Defense policy questions raised

NO NEED FOR PESSIMISM:One expert said that Taiwan could still afford to be more aggressive in the South China Sea as it controls Taiping Island, the largest in the area

By Chris Wang  /  Staff Reporter

The national defense policy of President Ma Ying-jeou’s (馬英九) administration needs a major overhaul as its current direction reflects a fundamental paradox, former government officials and academics told a panel yesterday.

“Failing to appropriately address China’s role — whether as a friend or a foe — is one of the fundamental flaws of current defense policy,” York Chen (陳文政), an assistant professor at Tamkang University’s Graduate Institute of International Affairs and Strategic Studies told the forum, organized by the Taiwan Brain Trust think tank.

This year’s annual national defense report, released by the Ministry of National Defense on July 19, lists China as an “enemy state” and highlights the imbalance in the defense budgets and capabilities of the two sides, Chen said.

However, “the question is whether the Ma administration considers China to be an enemy.
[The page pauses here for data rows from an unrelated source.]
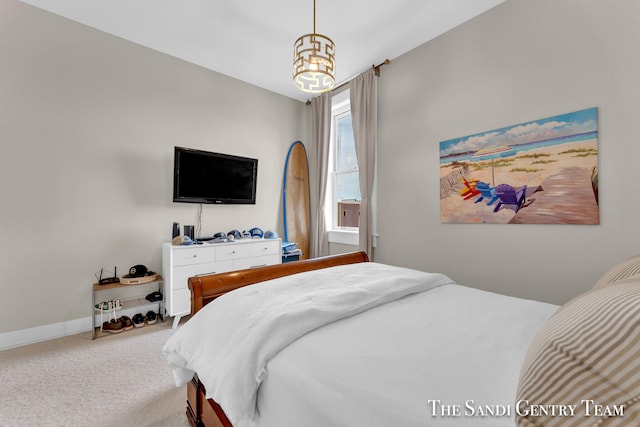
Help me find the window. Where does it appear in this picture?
[325,90,361,244]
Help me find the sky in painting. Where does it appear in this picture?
[440,107,598,157]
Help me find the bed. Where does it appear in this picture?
[163,252,640,427]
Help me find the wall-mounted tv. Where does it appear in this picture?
[173,147,258,204]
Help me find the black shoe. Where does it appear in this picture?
[102,320,124,334]
[146,291,162,302]
[147,311,158,325]
[131,313,144,328]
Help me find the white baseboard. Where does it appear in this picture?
[0,316,91,351]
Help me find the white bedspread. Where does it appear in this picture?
[258,285,557,427]
[163,263,453,427]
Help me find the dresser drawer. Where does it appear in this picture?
[215,243,253,261]
[251,240,282,256]
[173,246,216,267]
[233,254,281,270]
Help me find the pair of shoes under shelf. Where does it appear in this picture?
[131,311,158,328]
[95,299,122,311]
[102,319,124,334]
[145,311,158,325]
[118,316,133,331]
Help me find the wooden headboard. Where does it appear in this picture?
[189,251,369,314]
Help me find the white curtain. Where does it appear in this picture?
[309,91,331,258]
[350,68,378,260]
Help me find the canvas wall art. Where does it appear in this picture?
[440,107,600,224]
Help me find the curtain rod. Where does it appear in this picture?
[305,59,391,105]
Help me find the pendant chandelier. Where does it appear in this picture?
[293,0,336,93]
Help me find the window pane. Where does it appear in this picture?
[336,114,358,171]
[336,172,360,200]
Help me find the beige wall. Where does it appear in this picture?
[0,0,305,333]
[376,0,640,303]
[0,0,640,342]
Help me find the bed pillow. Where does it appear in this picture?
[514,282,640,427]
[593,254,640,289]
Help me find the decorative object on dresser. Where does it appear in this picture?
[162,239,282,328]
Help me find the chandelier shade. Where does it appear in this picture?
[293,0,336,93]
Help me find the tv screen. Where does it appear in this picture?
[173,147,258,204]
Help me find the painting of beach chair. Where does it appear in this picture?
[460,178,480,200]
[493,184,527,212]
[475,181,500,206]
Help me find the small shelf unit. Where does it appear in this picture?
[91,276,164,340]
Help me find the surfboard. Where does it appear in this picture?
[282,141,311,259]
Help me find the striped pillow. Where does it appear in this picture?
[593,254,640,289]
[514,282,640,427]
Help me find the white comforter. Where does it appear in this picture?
[163,263,453,427]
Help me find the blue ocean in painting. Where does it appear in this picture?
[440,107,598,165]
[440,131,598,165]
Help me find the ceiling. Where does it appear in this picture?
[22,0,505,101]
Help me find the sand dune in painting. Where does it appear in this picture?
[440,139,599,224]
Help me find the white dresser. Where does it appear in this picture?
[162,239,282,328]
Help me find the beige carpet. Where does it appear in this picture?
[0,321,188,427]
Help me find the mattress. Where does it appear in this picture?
[163,263,557,427]
[258,285,557,427]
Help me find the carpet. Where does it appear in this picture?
[0,321,189,427]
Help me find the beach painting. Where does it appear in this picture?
[440,107,600,224]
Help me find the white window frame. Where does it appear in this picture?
[325,89,359,246]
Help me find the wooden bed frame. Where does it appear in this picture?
[182,252,369,427]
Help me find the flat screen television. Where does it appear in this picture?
[173,147,258,204]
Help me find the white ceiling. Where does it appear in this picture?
[22,0,505,101]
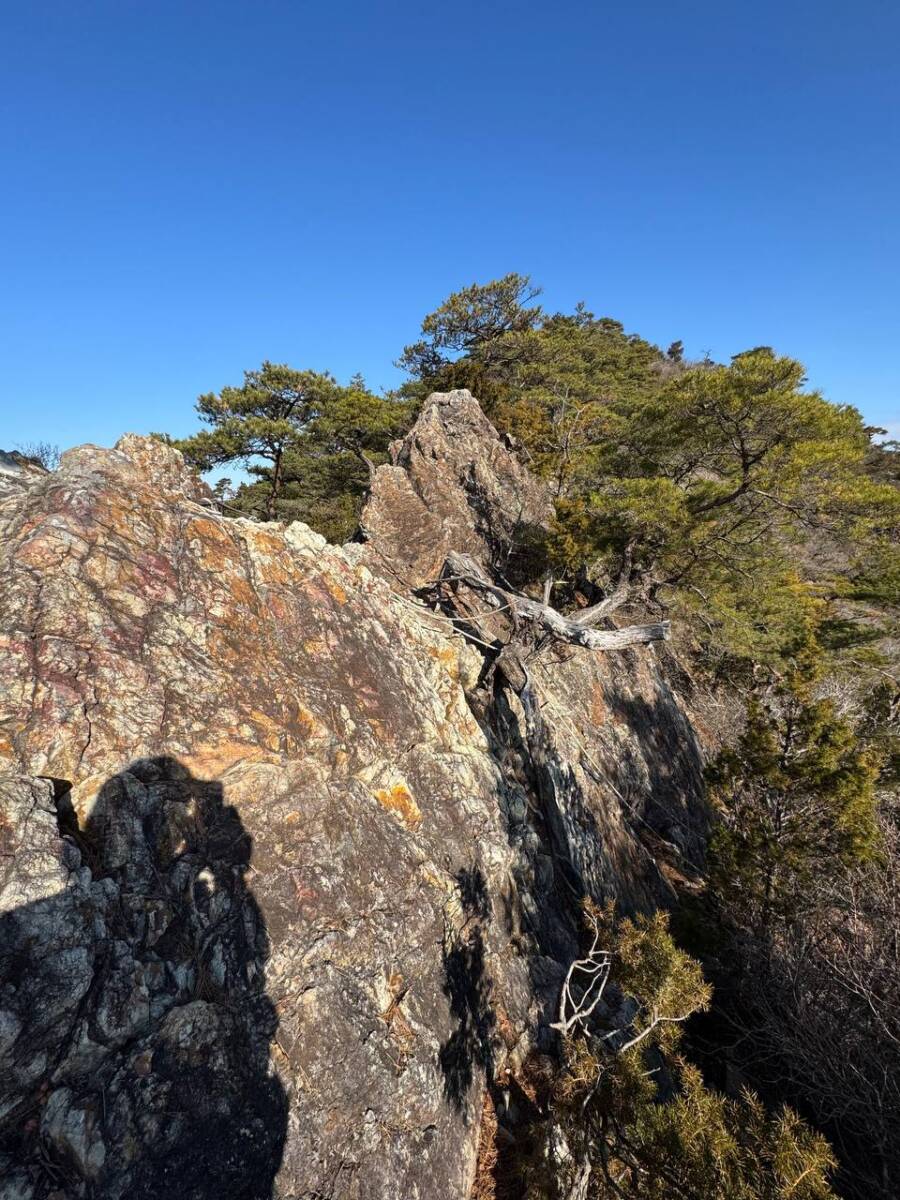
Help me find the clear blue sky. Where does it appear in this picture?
[0,0,900,448]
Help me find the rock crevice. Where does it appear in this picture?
[0,392,703,1200]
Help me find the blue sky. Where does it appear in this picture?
[0,0,900,448]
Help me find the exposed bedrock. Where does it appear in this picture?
[0,392,702,1200]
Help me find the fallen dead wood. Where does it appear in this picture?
[440,552,668,650]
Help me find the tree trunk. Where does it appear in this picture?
[265,450,284,521]
[442,553,668,650]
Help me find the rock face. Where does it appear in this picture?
[0,392,702,1200]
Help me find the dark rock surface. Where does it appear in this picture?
[0,392,702,1200]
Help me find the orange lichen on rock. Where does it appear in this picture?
[376,784,422,829]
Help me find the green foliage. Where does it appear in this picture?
[709,679,880,932]
[528,905,834,1200]
[176,362,409,540]
[401,275,900,664]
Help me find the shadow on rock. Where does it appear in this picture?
[439,868,496,1111]
[0,758,287,1200]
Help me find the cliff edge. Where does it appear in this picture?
[0,392,703,1200]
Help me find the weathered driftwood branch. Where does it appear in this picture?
[442,553,668,650]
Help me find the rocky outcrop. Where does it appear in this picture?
[0,392,702,1200]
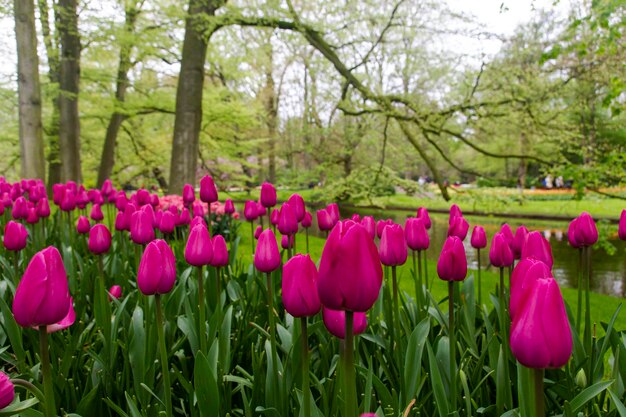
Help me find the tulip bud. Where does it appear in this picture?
[510,279,572,369]
[13,246,71,327]
[322,306,367,339]
[88,224,111,255]
[317,220,383,311]
[0,372,15,410]
[361,216,376,239]
[211,235,228,268]
[243,200,259,222]
[137,239,176,295]
[437,236,467,281]
[417,207,432,230]
[489,232,513,268]
[282,254,322,317]
[183,184,196,206]
[261,182,276,208]
[3,220,28,251]
[109,285,122,301]
[224,198,235,214]
[316,209,334,232]
[617,210,626,240]
[185,224,213,266]
[254,229,280,272]
[278,203,298,235]
[379,224,408,266]
[300,211,313,229]
[522,232,554,269]
[287,194,306,222]
[89,204,104,222]
[448,216,469,241]
[130,210,154,245]
[404,217,430,250]
[470,226,487,249]
[200,175,218,203]
[511,226,528,259]
[159,211,176,235]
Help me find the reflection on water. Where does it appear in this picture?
[322,210,626,297]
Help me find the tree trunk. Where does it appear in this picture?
[97,2,139,187]
[14,0,46,181]
[57,0,82,182]
[169,0,219,193]
[38,0,61,187]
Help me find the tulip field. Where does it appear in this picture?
[0,176,626,417]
Do those active and former government officials who constantly visit China see it as an enemy?” Chen asked.

That demonstrates the very different mindset between military and civilian leadership, Chen said.

The other significant flaw lies in contradictory policy relating to military personnel and armaments, he said.

Although Ma has promised to implement an all-volunteer program, national finances cannot support such a program, Chen said, adding that Ma has yet to explain how he plans to recruit sufficient volunteers in light of the declining birthrate.

The Ma administration has been reluctant both in terms of its efforts to acquire arms from the US and to develop a domestic arms industry, he said.

Facing a rising China, Taiwan should develop “asymmetric warfare” capabilities with a focus on developing indigenous weapons, such as smaller submarines under 500 tonnes, short and mid-range land-based missiles, unmanned aerial vehicles, attack helicopters and missile boats, former minister of national defense Michael Tsai (蔡明憲) said.

Taiwan should also align itself with allies — predominantly the US and Japan — to ensure regional stability in the Asia-Pacific and the Taiwan Strait and to neutralize China’s military expansion, Tsai said.

On the recent dispute in the South China Sea, Tsai said Taiwan should consult with Japan and the US respectively or submit a statement at APEC or ASEAN summits that it plans to approach the issue in accordance with international law.

Time is on Taiwan’s side for military reform, as there is no imminent threat of China launching an attack, given its internal economic and social issues, said Chang Kuo-cheng (張國城), a senior councilor at Taiwan Thinktank.

“There is no need to be pessimistic about Taiwan’s national defense,” he said.

However, Taiwan can afford be more aggressive on the South China Sea, as it already controls Taiping Island (太平島), the largest island in the area, he said.